Build 1501 on 14/Nov/2017  This topic last edited on: 19/Jun/2014, at 10:04

To search for syntactical variations of a word (stemming) use the suffix ‘^’ , e.g.:

president^

matches all texts containing ‘president’, ‘presidential’, ‘presidentially’ etc.

To search for synonyms of a word use the suffix ‘+’, e.g.:

Obama+

matches all texts containing any of the synonyms of ‘Obama’ defined in the thesaurus of the full-text search engine.

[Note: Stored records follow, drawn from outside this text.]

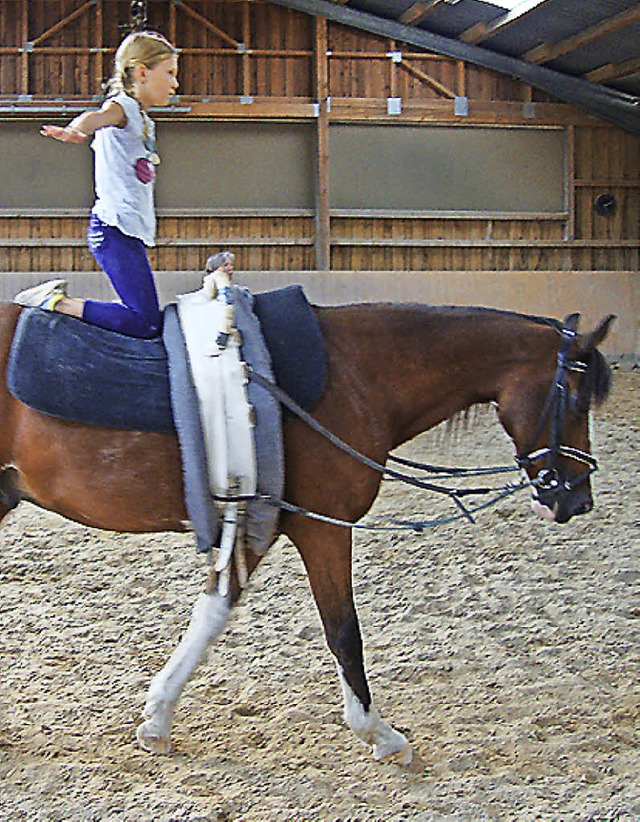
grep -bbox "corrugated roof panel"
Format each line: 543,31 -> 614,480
272,0 -> 640,125
335,0 -> 639,98
483,0 -> 633,53
347,0 -> 418,23
419,0 -> 501,38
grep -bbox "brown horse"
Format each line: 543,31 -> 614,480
0,300 -> 613,764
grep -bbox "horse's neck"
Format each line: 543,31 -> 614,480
331,305 -> 549,446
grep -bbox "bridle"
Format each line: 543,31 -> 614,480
247,317 -> 598,530
515,321 -> 598,498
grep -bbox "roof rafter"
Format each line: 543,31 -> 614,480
525,4 -> 640,64
269,0 -> 640,135
461,0 -> 556,46
399,0 -> 450,27
586,57 -> 640,84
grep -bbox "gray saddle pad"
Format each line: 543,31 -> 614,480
7,284 -> 327,431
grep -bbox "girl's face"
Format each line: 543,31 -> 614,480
137,55 -> 179,109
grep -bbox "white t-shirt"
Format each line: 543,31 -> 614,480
91,92 -> 156,247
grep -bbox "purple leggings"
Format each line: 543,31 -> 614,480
84,213 -> 161,338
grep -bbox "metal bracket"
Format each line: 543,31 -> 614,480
454,95 -> 469,116
387,97 -> 402,115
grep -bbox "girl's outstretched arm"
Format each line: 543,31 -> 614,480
41,99 -> 126,143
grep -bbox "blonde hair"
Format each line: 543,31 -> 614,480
106,31 -> 178,98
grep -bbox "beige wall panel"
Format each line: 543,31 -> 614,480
0,123 -> 94,209
330,126 -> 567,212
2,269 -> 633,356
234,270 -> 638,358
0,122 -> 315,210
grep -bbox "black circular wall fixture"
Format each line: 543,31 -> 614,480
594,193 -> 617,217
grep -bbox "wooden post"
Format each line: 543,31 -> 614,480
95,0 -> 103,92
456,59 -> 466,97
169,1 -> 177,47
20,0 -> 29,96
566,124 -> 576,261
314,16 -> 330,271
389,39 -> 397,99
242,0 -> 251,99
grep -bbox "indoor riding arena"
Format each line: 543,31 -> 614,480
0,1 -> 638,820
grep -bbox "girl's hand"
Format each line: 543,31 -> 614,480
40,125 -> 88,143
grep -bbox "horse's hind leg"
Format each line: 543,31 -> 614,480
293,522 -> 412,764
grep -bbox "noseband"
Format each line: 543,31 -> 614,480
516,323 -> 597,497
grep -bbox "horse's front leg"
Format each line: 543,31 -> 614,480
292,521 -> 412,764
136,555 -> 256,754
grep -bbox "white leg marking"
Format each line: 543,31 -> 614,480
136,592 -> 230,753
337,667 -> 412,764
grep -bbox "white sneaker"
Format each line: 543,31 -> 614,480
14,279 -> 68,310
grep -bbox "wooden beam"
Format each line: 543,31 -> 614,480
400,0 -> 449,27
586,57 -> 640,85
173,0 -> 239,48
462,0 -> 556,45
400,60 -> 456,99
31,0 -> 96,47
461,23 -> 487,46
400,2 -> 428,26
525,5 -> 640,64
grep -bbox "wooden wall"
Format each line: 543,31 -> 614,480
0,0 -> 638,354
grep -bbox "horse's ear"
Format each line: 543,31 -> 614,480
562,312 -> 581,333
578,314 -> 616,353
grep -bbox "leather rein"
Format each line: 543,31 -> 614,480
248,318 -> 597,532
248,371 -> 526,532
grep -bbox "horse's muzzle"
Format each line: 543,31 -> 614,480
531,482 -> 593,523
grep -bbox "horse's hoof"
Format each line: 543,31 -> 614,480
382,742 -> 413,766
136,722 -> 173,755
373,738 -> 413,765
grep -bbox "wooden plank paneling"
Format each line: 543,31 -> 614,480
0,0 -> 637,283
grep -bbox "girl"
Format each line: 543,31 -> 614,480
15,30 -> 179,338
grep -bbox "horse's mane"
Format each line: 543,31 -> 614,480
335,301 -> 613,411
444,404 -> 494,439
579,348 -> 612,408
421,303 -> 563,331
413,304 -> 612,407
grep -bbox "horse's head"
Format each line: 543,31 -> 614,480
498,312 -> 615,524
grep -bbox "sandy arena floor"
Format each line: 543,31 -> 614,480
0,372 -> 638,822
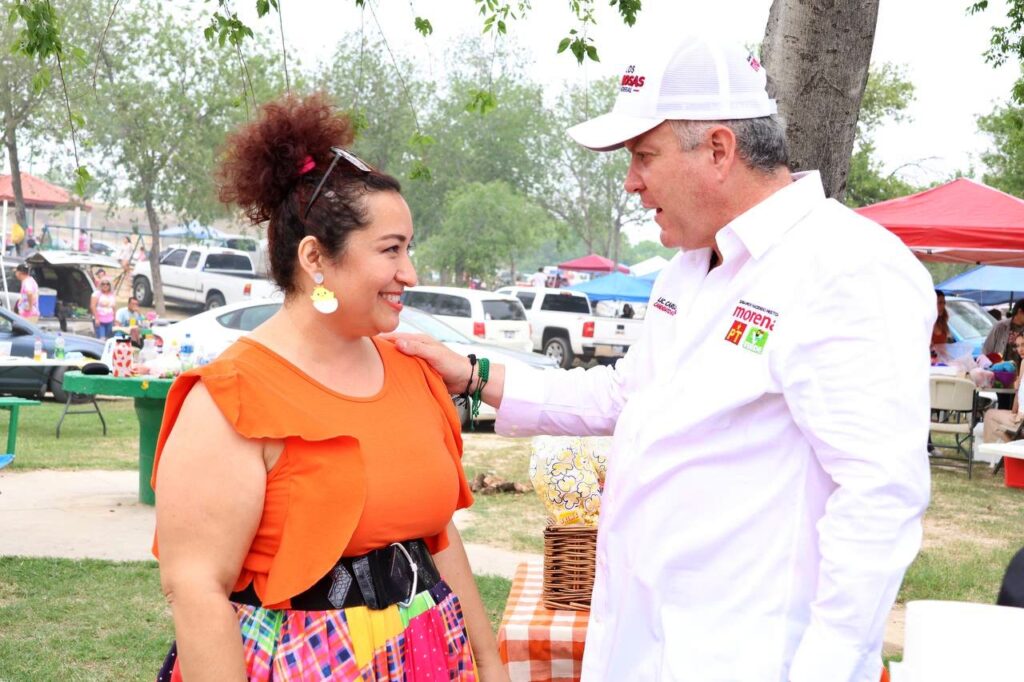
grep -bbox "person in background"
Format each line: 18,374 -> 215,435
620,303 -> 635,319
152,93 -> 504,681
90,277 -> 116,340
530,267 -> 547,288
115,297 -> 145,327
393,33 -> 934,681
990,308 -> 1004,321
92,267 -> 107,289
14,264 -> 39,322
117,236 -> 134,272
982,334 -> 1024,444
983,299 -> 1024,366
77,229 -> 91,253
930,290 -> 951,364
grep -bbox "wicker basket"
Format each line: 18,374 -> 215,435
542,524 -> 597,611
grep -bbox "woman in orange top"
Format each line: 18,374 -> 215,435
153,93 -> 506,681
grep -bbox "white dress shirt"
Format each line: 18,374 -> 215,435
496,172 -> 935,682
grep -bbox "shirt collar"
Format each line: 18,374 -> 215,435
717,170 -> 826,261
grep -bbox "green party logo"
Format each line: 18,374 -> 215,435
742,327 -> 769,354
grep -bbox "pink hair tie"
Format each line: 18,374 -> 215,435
298,155 -> 316,175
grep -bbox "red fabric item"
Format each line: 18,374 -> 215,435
557,253 -> 630,273
856,178 -> 1024,266
498,559 -> 588,681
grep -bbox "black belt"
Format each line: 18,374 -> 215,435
230,539 -> 441,611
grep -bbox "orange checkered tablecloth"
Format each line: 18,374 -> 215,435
497,559 -> 590,682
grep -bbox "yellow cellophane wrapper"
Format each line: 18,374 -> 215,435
529,436 -> 602,526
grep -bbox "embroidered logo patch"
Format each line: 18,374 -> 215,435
727,299 -> 779,354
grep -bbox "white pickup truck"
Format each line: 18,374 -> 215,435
132,245 -> 278,310
495,286 -> 643,368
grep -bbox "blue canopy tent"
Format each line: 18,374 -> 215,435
936,265 -> 1024,306
569,271 -> 653,302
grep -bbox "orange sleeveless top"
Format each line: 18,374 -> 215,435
150,336 -> 473,609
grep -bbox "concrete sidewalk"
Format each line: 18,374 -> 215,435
0,469 -> 538,578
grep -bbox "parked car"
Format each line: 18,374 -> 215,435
945,295 -> 996,355
401,286 -> 533,353
0,306 -> 105,402
90,240 -> 116,258
1,250 -> 121,336
495,285 -> 644,368
152,299 -> 556,426
132,244 -> 278,310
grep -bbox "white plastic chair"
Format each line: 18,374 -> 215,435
929,375 -> 979,477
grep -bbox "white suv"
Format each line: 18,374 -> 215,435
401,286 -> 533,353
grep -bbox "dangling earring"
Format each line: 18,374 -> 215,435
310,272 -> 339,314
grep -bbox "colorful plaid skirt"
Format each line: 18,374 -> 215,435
158,581 -> 476,681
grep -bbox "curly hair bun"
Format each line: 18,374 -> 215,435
217,92 -> 356,225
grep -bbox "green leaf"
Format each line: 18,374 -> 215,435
585,44 -> 599,62
70,112 -> 85,129
73,167 -> 92,198
256,0 -> 270,17
570,39 -> 585,64
30,67 -> 51,94
414,17 -> 433,36
497,19 -> 506,34
557,37 -> 571,53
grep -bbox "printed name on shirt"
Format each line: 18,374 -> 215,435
725,299 -> 779,354
652,296 -> 677,316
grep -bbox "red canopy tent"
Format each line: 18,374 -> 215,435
855,178 -> 1024,266
0,172 -> 89,210
558,253 -> 630,273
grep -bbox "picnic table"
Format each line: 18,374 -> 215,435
0,396 -> 41,468
497,558 -> 589,681
61,372 -> 174,505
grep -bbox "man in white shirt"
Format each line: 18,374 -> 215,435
530,267 -> 547,288
395,34 -> 934,682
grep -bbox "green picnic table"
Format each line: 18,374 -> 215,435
0,396 -> 41,469
62,372 -> 175,505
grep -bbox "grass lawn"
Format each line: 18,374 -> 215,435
4,399 -> 138,470
0,557 -> 511,681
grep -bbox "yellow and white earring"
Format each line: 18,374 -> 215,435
310,272 -> 338,314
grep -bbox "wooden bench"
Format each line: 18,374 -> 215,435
0,396 -> 41,469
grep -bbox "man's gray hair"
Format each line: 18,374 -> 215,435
669,116 -> 789,173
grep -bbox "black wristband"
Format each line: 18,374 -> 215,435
463,354 -> 477,397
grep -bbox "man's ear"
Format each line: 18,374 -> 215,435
707,125 -> 738,180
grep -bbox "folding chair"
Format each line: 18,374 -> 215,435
929,375 -> 979,478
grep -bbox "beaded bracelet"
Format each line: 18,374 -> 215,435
470,357 -> 490,423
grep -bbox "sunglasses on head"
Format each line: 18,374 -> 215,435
303,147 -> 373,219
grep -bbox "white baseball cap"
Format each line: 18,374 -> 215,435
567,35 -> 778,151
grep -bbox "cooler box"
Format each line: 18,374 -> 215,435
1005,455 -> 1024,489
37,288 -> 57,317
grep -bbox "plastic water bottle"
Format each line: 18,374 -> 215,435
54,333 -> 66,360
33,337 -> 43,361
179,333 -> 194,370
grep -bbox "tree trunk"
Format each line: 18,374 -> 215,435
2,112 -> 29,240
144,194 -> 166,316
762,0 -> 880,200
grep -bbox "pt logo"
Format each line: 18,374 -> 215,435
725,321 -> 746,345
742,327 -> 769,354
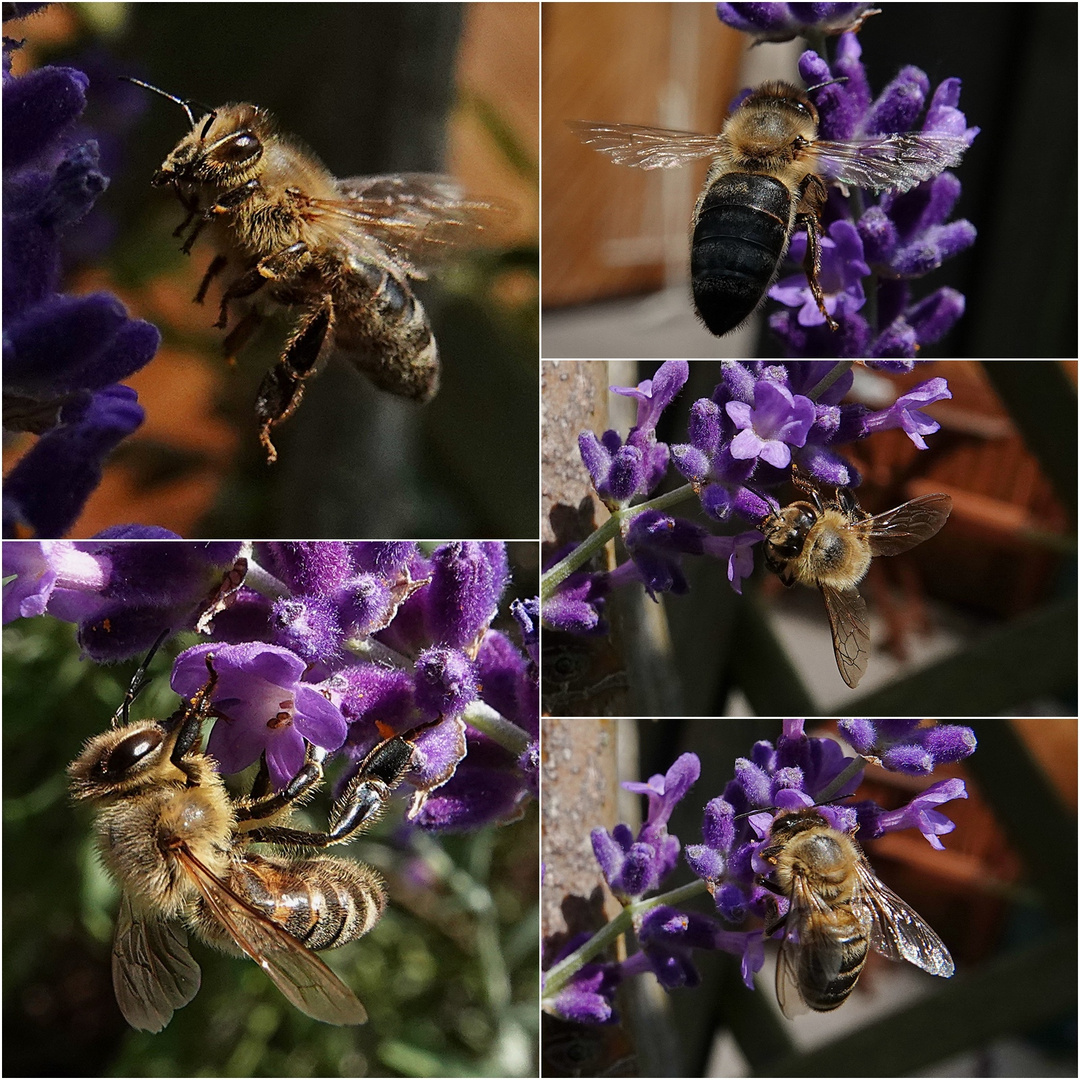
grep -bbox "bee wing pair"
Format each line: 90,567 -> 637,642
114,842 -> 365,1032
113,892 -> 201,1033
568,120 -> 968,193
307,173 -> 499,278
822,492 -> 953,688
775,854 -> 954,1019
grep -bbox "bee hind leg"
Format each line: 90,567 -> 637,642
326,727 -> 427,843
255,299 -> 334,465
798,216 -> 839,332
793,174 -> 838,332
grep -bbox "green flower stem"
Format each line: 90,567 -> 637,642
542,878 -> 709,1003
462,700 -> 531,756
238,550 -> 289,603
540,482 -> 698,601
806,361 -> 853,402
814,752 -> 867,803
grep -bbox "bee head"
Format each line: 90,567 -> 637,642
741,81 -> 819,127
761,500 -> 818,562
68,716 -> 191,803
154,104 -> 267,190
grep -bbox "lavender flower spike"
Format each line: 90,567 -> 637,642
3,45 -> 161,536
716,3 -> 879,43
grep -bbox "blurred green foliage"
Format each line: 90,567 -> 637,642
3,617 -> 538,1076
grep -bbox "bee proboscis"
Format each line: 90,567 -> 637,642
129,78 -> 498,463
761,807 -> 954,1018
570,80 -> 968,336
759,470 -> 952,688
68,654 -> 422,1031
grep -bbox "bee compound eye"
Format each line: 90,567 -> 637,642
102,727 -> 165,777
216,130 -> 262,165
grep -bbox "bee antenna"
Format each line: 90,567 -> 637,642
121,76 -> 212,128
111,627 -> 172,727
805,76 -> 849,94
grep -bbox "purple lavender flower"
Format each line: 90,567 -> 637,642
510,596 -> 539,669
172,641 -> 349,789
837,717 -> 977,773
578,361 -> 689,508
865,777 -> 968,850
860,376 -> 951,449
716,3 -> 878,42
423,542 -> 509,648
7,540 -> 537,830
592,753 -> 700,900
3,44 -> 160,536
685,719 -> 975,924
766,33 -> 977,357
542,564 -> 610,635
1,539 -> 242,658
726,379 -> 816,470
547,936 -> 624,1025
769,220 -> 869,330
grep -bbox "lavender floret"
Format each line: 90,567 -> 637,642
4,540 -> 537,833
546,719 -> 973,1024
3,44 -> 160,536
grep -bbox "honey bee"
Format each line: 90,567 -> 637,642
68,655 -> 422,1031
759,471 -> 952,688
760,807 -> 954,1018
570,81 -> 968,336
128,79 -> 496,463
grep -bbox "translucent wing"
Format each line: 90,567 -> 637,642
568,121 -> 725,170
774,930 -> 810,1019
812,134 -> 969,193
112,891 -> 201,1032
774,877 -> 838,1019
306,173 -> 498,277
862,493 -> 953,557
175,844 -> 367,1026
854,860 -> 955,977
819,583 -> 870,689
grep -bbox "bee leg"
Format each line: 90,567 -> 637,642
236,744 -> 328,825
326,727 -> 428,843
213,242 -> 309,330
793,173 -> 838,332
163,655 -> 220,771
798,216 -> 839,332
255,300 -> 334,465
242,726 -> 425,848
213,268 -> 268,330
180,179 -> 261,257
221,307 -> 263,364
171,189 -> 200,241
194,254 -> 228,305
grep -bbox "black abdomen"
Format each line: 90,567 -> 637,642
691,173 -> 792,337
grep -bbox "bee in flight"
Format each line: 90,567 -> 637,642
69,650 -> 425,1031
128,78 -> 498,463
570,80 -> 969,336
760,807 -> 954,1018
759,469 -> 952,688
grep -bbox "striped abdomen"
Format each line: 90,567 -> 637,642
215,853 -> 386,951
797,907 -> 870,1011
691,172 -> 794,336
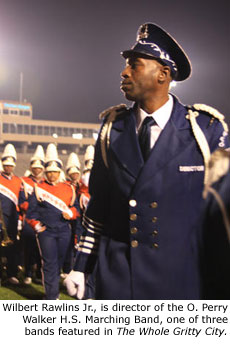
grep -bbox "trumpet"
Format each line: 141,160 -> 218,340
0,200 -> 13,247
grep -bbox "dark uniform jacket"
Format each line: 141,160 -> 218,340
0,173 -> 22,240
26,180 -> 80,233
74,95 -> 229,300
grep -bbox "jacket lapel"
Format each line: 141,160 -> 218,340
134,97 -> 194,189
110,109 -> 144,179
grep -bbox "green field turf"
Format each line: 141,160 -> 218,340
0,270 -> 74,300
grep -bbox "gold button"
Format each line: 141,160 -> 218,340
152,217 -> 158,223
131,240 -> 138,248
129,199 -> 137,207
130,213 -> 137,221
130,227 -> 138,234
152,230 -> 158,236
150,202 -> 158,208
152,243 -> 159,248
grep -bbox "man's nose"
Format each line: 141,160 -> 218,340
121,65 -> 130,78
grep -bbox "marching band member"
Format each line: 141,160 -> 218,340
20,145 -> 45,284
0,144 -> 22,284
61,152 -> 82,278
66,152 -> 81,189
64,146 -> 96,299
26,143 -> 81,299
78,145 -> 95,211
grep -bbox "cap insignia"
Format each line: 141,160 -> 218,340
137,24 -> 149,41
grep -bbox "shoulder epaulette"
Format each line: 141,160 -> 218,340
99,104 -> 127,120
193,103 -> 224,119
99,104 -> 129,168
193,103 -> 228,133
186,104 -> 228,186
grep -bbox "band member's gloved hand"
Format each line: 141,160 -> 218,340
63,270 -> 85,299
34,222 -> 46,233
62,211 -> 71,220
79,194 -> 90,210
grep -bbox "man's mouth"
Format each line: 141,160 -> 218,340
120,81 -> 132,91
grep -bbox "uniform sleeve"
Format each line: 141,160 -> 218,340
74,127 -> 110,273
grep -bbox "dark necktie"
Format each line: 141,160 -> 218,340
138,116 -> 155,161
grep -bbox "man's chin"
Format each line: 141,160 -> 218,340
122,91 -> 136,101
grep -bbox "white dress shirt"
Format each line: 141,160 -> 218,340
136,94 -> 173,149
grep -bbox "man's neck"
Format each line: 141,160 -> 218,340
32,175 -> 43,183
2,172 -> 13,179
139,94 -> 169,114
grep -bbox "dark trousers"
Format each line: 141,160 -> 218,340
22,224 -> 41,278
3,217 -> 18,278
37,229 -> 71,300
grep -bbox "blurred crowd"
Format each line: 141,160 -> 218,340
0,142 -> 94,299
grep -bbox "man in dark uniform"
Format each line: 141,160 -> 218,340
64,23 -> 229,299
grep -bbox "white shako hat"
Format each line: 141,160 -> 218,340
66,152 -> 81,175
84,145 -> 95,171
44,143 -> 63,172
1,143 -> 17,166
30,145 -> 45,169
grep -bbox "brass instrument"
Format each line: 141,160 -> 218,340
0,200 -> 13,247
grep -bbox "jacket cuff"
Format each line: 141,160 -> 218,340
73,252 -> 97,274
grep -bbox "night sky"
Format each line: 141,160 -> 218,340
0,0 -> 229,124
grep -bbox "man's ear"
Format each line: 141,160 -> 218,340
158,65 -> 171,83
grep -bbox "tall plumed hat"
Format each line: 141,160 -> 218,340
30,145 -> 45,169
84,145 -> 95,171
44,143 -> 63,172
1,143 -> 17,166
66,152 -> 81,175
122,23 -> 191,81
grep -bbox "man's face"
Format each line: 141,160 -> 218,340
31,167 -> 43,177
70,172 -> 80,182
120,56 -> 163,102
3,165 -> 14,175
46,171 -> 60,183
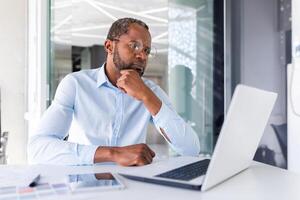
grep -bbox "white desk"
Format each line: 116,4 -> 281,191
1,146 -> 300,200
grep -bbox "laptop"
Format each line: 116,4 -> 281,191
120,84 -> 277,191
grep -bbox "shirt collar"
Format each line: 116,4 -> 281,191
96,63 -> 109,87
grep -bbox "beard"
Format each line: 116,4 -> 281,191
113,46 -> 145,77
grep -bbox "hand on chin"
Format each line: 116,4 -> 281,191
116,69 -> 148,101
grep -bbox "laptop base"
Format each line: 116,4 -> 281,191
119,173 -> 202,191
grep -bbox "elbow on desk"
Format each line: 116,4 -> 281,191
27,135 -> 60,165
27,135 -> 86,166
172,140 -> 201,157
27,135 -> 43,164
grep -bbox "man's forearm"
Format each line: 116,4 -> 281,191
141,89 -> 172,142
93,144 -> 155,166
142,87 -> 162,116
93,146 -> 116,163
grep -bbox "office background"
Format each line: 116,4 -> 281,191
0,0 -> 292,171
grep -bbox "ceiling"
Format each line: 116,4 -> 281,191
51,0 -> 168,53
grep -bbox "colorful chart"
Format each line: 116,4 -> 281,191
0,182 -> 69,200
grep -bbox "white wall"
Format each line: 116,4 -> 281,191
242,0 -> 285,116
0,0 -> 27,164
288,0 -> 300,173
231,0 -> 286,167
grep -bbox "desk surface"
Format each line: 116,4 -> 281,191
1,146 -> 300,200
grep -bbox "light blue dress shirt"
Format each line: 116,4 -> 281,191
28,64 -> 200,165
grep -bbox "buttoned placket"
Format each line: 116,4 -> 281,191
111,89 -> 123,146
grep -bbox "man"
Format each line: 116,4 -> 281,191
28,18 -> 200,166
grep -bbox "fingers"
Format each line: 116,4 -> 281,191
116,73 -> 132,91
117,70 -> 139,83
135,144 -> 155,166
145,145 -> 156,157
143,150 -> 153,164
116,80 -> 127,93
116,76 -> 127,86
114,144 -> 156,166
118,70 -> 140,83
136,155 -> 152,166
129,144 -> 155,166
116,72 -> 146,101
117,72 -> 129,82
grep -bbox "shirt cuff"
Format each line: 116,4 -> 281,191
152,102 -> 172,127
77,144 -> 99,165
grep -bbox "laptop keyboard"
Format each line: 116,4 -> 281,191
155,159 -> 210,181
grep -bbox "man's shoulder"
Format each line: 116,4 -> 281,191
67,68 -> 99,82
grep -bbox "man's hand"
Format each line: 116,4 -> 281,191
116,69 -> 149,101
112,143 -> 156,166
94,144 -> 155,166
116,69 -> 162,116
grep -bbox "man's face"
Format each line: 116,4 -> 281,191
112,24 -> 151,77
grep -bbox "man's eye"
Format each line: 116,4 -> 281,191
145,48 -> 151,55
132,43 -> 141,50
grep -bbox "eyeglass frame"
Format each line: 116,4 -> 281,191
110,38 -> 156,58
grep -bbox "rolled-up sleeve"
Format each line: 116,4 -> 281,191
151,84 -> 200,156
27,75 -> 98,165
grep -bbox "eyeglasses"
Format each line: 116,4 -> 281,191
112,39 -> 157,58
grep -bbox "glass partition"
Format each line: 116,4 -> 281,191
168,0 -> 224,154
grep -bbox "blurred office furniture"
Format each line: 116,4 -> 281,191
0,131 -> 8,164
271,123 -> 287,163
254,145 -> 276,167
0,88 -> 9,164
0,87 -> 1,138
254,123 -> 287,169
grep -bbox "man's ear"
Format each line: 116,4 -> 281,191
104,40 -> 113,55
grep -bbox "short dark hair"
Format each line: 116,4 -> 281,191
106,18 -> 149,40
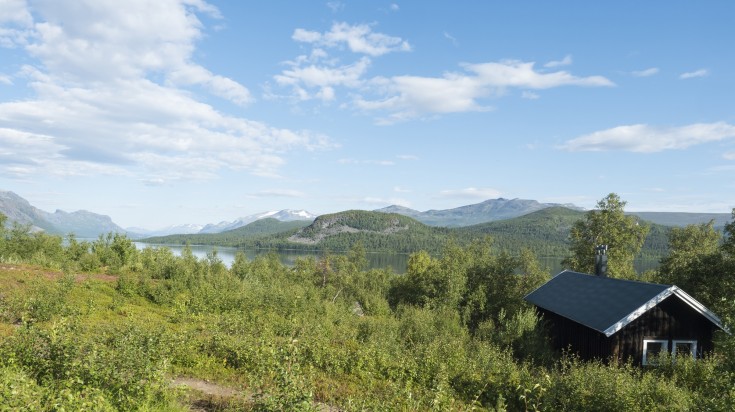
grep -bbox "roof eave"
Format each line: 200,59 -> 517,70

To search for words staring with a prefix use the suffix ‘*’, e.g.:

Obama*

matches all texts containing a word starting with ‘Obama’ – i.e. it will match a text containing ‘Obamacare’.

Caveats:

Exalead does not support thesaurus searches, so the suffix ‘+’ is ignored when using Exalead as the full-text search engine

Full-text search engines implement prefix searches first looking for words starting with the specified prefix in the index, and then doing a full-text search using the resulting list of words. Usually the list generated in the first step is limited in length for performance reason; this means that searches with a prefix that matches a lot of words won’t return all the possible results. E..g a search for ‘a*’ won’t typically return all texts containing a word starting with ‘a’, it returns texts containing the first N words in the index that starts with ‘a’ – where N depends on the full-text search engine used and on its setup.